RUSH: Okay, so then would you believe, if somebody said that he actually may be their agent.

CALLER: No, I don’t believe that he’s their agent. I don’t go into conspiracies. Agent means that it’s a plot. Agent means that there is a meeting somewhere where they say, “You go out and you pretend that you’re against us and then we’ll divide the goodies.” There was never any such meeting. What I’m saying is that he doesn’t know any life other than crony capitalism. How is he going to fight something which he internalizes completely? I mean, he doesn’t know —

RUSH: Well, the only thing that I’m telling you — and I’m playing devil’s advocate with you — the only thing I’m telling you is that the people supporting him — look, I’m getting blue in the face trying to explain why this is happening. I’m sure you’ve heard me go through all of this, and I don’t have the moments, the minutes here to do it again. But I can explain for every one of these objections you raise, I can give you a substantive reason why people are investing in him. Whether they’re right or wrong, you know, time will tell. But they have had it with the people running the show now.

They’ve had it for the last 30, 40 years. They’ve had it with being aced out. They’ve had it being sneered at. They’ve had it with being mocked and laughed at and not listened to. They’ve had it with being asked for money to promote causes and the causes never get promoted. To grant you something, he said something last night that cannot happen, folks, and I’ve gotta tell you. He said he’s gonna make Apple bring iPhone manufacturing back to the United States. There’s no reason Apple can’t make them here.

Folks, that will not happen. It can’t happen. We don’t have the setup for it. The factories that make iPhones in China employ 500,000 people. They make 200 and some odd 30, 40 million iPhones a year. We don’t have factories that big. We don’t have that many people that would do those jobs. But even if we did, the iPhone that you buy today for $199 on contract, sign your two-year deal with your carrier, would cost $2,500 if manufactured in America. That’s not something that could be changed overnight and still have the product be affordable.
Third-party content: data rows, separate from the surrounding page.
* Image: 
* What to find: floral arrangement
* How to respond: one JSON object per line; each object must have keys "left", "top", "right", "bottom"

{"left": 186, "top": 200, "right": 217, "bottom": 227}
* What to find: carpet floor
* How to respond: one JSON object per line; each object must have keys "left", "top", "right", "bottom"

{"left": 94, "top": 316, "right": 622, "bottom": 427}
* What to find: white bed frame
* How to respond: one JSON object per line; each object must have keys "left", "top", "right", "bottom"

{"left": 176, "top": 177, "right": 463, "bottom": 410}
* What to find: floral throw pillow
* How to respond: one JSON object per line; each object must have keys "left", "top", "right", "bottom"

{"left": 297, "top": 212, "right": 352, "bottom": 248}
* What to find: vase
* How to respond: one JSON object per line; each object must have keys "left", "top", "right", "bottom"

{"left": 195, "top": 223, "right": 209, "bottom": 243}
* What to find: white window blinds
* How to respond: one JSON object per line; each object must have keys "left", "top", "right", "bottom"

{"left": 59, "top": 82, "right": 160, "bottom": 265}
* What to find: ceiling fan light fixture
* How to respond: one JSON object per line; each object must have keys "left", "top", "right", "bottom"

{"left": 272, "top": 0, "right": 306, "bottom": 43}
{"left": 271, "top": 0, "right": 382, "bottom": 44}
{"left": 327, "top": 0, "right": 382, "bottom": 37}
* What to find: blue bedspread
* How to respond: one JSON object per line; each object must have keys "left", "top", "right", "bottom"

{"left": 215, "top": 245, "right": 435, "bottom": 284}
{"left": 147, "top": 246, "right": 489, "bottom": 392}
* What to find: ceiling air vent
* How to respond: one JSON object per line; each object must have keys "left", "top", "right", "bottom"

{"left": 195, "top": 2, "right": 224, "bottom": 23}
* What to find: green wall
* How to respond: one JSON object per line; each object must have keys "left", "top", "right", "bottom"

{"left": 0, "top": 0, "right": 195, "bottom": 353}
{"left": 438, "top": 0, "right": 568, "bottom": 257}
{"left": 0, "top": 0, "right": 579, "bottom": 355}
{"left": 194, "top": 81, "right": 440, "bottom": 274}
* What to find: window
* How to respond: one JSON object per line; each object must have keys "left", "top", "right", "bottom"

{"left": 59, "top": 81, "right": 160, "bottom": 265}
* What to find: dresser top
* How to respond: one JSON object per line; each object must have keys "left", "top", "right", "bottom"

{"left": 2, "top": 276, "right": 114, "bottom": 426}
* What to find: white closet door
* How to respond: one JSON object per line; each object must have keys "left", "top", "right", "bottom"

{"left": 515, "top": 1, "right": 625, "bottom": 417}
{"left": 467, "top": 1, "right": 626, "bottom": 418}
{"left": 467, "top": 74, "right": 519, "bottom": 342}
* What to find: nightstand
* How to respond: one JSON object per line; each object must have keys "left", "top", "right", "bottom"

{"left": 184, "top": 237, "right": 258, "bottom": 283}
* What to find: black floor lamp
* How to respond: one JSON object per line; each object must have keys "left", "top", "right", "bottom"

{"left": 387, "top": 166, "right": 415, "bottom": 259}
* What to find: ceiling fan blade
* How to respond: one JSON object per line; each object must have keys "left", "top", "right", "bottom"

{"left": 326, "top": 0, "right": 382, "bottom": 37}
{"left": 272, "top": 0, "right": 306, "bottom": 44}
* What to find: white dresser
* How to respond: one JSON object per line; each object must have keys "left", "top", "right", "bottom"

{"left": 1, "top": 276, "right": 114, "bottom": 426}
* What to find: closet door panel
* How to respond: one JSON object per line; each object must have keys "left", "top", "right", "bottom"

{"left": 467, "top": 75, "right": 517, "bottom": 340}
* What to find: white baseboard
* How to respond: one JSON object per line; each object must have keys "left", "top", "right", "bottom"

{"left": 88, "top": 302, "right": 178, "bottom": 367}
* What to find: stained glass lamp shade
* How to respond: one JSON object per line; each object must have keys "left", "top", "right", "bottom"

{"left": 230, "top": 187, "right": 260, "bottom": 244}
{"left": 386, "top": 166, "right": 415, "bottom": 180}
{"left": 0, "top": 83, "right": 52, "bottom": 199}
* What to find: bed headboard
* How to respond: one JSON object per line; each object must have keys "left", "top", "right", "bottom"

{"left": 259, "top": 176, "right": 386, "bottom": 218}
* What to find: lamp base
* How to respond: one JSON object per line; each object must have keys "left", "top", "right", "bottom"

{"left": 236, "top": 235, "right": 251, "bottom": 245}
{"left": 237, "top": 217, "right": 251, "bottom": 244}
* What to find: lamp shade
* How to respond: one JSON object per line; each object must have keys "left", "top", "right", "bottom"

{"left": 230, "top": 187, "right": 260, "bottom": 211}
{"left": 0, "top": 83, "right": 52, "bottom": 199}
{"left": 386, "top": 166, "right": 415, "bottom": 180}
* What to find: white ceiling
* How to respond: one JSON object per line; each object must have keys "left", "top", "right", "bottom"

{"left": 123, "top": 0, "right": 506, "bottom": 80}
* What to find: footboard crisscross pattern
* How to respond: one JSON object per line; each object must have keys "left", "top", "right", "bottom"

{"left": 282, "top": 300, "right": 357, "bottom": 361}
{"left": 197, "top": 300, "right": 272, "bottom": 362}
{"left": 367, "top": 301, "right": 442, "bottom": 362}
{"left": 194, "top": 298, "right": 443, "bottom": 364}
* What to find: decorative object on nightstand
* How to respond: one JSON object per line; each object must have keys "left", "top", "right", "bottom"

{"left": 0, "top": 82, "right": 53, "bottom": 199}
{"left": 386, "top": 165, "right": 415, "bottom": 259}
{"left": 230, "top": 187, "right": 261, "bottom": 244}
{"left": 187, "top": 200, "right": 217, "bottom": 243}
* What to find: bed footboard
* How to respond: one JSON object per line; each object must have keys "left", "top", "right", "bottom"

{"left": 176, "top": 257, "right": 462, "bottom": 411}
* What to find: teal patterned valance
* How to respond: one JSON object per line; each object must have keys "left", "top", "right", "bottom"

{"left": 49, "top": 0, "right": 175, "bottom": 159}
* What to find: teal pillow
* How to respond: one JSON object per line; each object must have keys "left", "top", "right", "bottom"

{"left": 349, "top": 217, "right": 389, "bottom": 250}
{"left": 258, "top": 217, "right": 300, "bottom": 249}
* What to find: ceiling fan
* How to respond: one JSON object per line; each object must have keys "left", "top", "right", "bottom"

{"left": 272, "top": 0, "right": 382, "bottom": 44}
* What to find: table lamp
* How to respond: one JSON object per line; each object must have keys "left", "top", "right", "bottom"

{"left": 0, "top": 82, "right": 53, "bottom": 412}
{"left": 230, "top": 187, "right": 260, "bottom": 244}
It’s not a criticism of America. It’s just the way things — 500,000 people in one factory. The factories have hospitals. The factories are entire cities, little cities. And there are multiple of these factories. They don’t make just iPhones. They make everything Apple makes and they make everything Samsung makes and all of the suppliers are just down the street. So that’s a slogan, but that isn’t gonna happen. And to that extent, I don’t know how many of his supporters actually think that specific kind of thing is gonna happen. This is what we don’t know. But, anyway, Gregory, I appreciate the call. Thanks for your patience here in explaining yourself as well as you did.